I never was around trains much when I was young so I have no real reference point other than the cheesy country songs I used to hear in the late hours of the night. Those came later in life, after I’d left home. Before that we listened mostly to classical music (my father was particularly fond of Wagner and the symphonies of Beethoven), with a sprinkling of Neil Diamond, Glen Campbell and a few others who escape me now. It’s worth noting that after we three boys flew the coop my mother grew addicted to the music of Willie Nelson, whose crooning my father compared to a cat with its tail caught in a fan belt. Willie’s nasal whine was a sore trial for my father. When my mother played his records my father promptly abandoned the room. It was his room, too, his den, manly with scale models of P-51 Mustang fighter planes and a gun rack prominent on the east wall. But I think Willie’s outcast status appealed to my mother’s own sense of rebellion, though hers was certainly more controlled. And, too, I think she was branching out into the woman she would become, seeing a new life sans children and electing to step out of my father’s shadow. Not too far, mind you, but far enough to hear her own voice.
Sometimes on quiet spring mornings when the windows were open I would hear a train rolling down the valley. It was miles away but still an audible presence, making the air throb with a dull rumble that seemed to come from the earth itself. Now and then a whistle would blow, a sonorous note that hung in the air like woodsmoke. I enjoyed listening to the train on a subliminal level but had no desire to see it. What was surprising was how far the sound carried.
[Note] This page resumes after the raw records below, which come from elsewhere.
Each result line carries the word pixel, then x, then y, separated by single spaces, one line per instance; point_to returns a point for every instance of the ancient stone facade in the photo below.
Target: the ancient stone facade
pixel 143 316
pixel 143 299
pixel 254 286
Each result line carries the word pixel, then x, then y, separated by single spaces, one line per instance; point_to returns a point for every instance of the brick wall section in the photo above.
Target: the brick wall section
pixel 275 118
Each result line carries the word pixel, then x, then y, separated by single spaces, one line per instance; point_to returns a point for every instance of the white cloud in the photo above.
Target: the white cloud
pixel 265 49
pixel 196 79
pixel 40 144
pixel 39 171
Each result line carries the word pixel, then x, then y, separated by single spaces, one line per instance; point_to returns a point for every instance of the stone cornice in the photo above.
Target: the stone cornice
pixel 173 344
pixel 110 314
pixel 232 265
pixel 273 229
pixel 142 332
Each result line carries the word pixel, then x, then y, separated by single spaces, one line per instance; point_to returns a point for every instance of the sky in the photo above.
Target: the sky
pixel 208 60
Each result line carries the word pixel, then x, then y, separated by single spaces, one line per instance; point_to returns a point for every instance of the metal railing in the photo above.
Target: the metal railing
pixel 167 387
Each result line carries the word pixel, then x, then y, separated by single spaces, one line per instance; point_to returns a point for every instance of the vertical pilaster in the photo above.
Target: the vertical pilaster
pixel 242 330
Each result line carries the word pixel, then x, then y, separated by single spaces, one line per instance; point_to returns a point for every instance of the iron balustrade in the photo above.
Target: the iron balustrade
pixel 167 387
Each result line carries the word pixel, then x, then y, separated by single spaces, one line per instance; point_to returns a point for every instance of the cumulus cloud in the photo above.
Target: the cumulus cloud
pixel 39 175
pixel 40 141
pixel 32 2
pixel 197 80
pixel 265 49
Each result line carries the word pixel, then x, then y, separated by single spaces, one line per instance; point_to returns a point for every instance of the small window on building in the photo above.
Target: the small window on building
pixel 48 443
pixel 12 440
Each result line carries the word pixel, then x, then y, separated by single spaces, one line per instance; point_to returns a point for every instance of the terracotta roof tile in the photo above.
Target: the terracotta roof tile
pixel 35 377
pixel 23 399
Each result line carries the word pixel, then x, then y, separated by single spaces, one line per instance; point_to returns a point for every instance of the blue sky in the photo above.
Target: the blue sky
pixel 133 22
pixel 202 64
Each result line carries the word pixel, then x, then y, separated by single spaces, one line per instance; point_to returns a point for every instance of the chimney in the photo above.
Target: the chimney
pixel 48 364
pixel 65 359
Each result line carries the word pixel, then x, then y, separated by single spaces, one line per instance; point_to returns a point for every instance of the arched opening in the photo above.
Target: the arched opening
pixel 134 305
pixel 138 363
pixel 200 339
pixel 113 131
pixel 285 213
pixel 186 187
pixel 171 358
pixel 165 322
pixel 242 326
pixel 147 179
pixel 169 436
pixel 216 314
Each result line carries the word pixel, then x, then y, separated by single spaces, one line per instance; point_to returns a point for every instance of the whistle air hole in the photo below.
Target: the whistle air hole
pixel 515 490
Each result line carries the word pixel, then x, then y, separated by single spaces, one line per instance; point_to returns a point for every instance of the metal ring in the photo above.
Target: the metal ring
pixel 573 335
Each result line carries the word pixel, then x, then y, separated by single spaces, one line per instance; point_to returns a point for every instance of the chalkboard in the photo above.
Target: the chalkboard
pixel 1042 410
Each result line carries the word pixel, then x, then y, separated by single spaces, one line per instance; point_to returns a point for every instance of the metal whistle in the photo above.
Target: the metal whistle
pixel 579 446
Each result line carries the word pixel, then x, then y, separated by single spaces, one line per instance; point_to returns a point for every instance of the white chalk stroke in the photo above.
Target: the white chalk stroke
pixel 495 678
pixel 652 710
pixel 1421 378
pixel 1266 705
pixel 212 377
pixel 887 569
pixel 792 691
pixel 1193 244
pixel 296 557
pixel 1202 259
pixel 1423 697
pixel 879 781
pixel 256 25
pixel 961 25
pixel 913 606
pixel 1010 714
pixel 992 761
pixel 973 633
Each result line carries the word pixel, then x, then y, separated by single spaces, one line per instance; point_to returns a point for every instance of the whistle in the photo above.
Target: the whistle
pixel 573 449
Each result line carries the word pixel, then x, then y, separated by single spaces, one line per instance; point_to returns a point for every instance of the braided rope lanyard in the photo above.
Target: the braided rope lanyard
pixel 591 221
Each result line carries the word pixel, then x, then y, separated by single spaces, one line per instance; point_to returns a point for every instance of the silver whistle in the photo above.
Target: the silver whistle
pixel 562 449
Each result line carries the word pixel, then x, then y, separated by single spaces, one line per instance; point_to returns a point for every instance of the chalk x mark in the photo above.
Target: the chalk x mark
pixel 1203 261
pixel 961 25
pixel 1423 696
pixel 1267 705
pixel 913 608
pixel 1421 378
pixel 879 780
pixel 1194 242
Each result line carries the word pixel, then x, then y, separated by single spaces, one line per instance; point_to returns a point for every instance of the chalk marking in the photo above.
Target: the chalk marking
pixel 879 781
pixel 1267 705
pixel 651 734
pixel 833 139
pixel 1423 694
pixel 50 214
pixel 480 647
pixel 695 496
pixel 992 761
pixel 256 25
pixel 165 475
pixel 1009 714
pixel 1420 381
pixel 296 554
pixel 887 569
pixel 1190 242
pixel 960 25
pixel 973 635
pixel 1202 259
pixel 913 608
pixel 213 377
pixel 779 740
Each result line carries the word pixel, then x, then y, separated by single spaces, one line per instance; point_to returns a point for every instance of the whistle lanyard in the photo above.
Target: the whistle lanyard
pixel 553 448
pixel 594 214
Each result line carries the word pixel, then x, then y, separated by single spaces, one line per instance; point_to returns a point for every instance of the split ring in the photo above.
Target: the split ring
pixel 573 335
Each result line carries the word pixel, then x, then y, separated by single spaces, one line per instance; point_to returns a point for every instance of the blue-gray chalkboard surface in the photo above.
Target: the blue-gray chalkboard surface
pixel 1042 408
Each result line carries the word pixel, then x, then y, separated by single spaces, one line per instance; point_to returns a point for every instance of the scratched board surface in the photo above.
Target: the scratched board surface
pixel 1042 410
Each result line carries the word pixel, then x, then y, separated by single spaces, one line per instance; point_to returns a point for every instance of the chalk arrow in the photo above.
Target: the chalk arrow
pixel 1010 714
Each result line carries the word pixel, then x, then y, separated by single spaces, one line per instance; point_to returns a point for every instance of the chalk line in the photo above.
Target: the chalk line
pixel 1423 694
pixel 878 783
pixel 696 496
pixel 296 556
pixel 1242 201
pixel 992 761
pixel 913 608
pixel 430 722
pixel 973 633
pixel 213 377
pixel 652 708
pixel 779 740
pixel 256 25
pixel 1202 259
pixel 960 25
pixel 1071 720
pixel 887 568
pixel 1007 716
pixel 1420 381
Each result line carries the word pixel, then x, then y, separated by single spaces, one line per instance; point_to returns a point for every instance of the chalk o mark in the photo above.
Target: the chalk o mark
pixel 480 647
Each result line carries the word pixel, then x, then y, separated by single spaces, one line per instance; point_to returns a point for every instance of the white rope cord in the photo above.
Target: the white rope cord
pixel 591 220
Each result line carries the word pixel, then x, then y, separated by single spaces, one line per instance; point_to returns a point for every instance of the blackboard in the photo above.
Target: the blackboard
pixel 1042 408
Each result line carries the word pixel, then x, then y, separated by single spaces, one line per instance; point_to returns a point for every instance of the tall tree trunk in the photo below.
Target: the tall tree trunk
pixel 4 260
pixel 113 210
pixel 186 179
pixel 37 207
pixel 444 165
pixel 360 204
Years later after a divorce and exile to Grants, New Mexico, I was thrown in among a motley band of misfits and losers, none of whom cared for Wagner, Beethoven or Mozart. Theirs was a more earthy refuge, booze, drugs and primordial violence underscored to a soundtrack of loss and yearning. Classical couldn’t quench the ache nor did it have the necessary incendiary ingredients to fuel it. Country music was as American as it got, but not the America of my middle-class upbringing. It was trailer trash and Southern gun-and-bible hillbilly, with iconic references to mothers, God, whiskey and unfaithful wives. Prominent within those heartrending lyrics was the lonesome wail of a train whistle, usually at night when loneliness was at its most compelling, piercing like a knife to the heart.